What Causes What? Charles Wheelan Talks Causation In Stats On NPR
It is important to realize this distinction so that we can make better sense of the studies we read and the decisions we make. One example he provides in the interview is an experiment regarding the effects of estrogen replacement therapy on women. The initial study discovered what seemed to be a logical causal relationship between an increase of estrogen and the improved health of the women surveyed. However, it turned out that the positive relationship was correlational and not causational. After doing a secondary study, they actually discovered that the women given estrogen experienced decreased health as opposed to the control group who was not provided with the hormone. After comparing the two studies, it was discovered that the estrogen itself was not the key reason women were fighting illness better—there were other factors at play. This is why it is important to pinpoint whether two variables are simply varying together, or whether one has indeed an impact on the other.

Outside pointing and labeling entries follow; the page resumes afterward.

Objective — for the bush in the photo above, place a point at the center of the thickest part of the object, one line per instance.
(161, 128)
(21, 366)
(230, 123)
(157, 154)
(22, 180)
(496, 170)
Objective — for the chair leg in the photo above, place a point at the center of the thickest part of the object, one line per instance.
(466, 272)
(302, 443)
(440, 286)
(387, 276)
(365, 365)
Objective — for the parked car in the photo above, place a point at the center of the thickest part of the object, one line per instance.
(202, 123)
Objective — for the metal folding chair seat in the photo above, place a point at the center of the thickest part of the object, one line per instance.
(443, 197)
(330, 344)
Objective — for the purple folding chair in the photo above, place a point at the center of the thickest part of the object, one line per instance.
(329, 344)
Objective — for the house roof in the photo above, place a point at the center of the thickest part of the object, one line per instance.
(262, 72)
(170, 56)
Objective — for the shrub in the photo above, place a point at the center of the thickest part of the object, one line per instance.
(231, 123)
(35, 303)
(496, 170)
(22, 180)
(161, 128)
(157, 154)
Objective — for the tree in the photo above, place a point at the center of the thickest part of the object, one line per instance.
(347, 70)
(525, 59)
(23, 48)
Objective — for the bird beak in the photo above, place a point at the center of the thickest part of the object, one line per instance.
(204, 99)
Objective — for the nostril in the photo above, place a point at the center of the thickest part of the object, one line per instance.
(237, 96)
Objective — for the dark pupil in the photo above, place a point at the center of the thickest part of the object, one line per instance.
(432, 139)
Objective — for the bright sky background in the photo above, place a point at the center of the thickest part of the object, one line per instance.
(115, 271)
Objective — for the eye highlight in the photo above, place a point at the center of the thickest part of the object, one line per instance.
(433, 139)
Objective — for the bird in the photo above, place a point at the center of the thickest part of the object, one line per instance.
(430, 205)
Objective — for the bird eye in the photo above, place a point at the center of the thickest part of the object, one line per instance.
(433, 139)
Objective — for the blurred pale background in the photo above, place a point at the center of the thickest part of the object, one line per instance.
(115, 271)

In his book, Naked Statistics, Wheelan uses real-world examples to explain complex statistical theories. Not only do these case studies help us understand the world of stats—they show us why we should want to understand them. By applying these concepts to examples that are relevant to our lives, Wheelan "strips the dread out of data." The author of Yahoo!'s popular "Naked Economics" column and a lecturer on public policy at the University of Chicago, Wheelan is adept at sharing his work both in his writing and on stage. His talks on big data and statistics are not only extremely useful—they're fun too. He shows us that anyone can—and should—understand stats, and provides his audiences with the tools they need to make more informed decisions.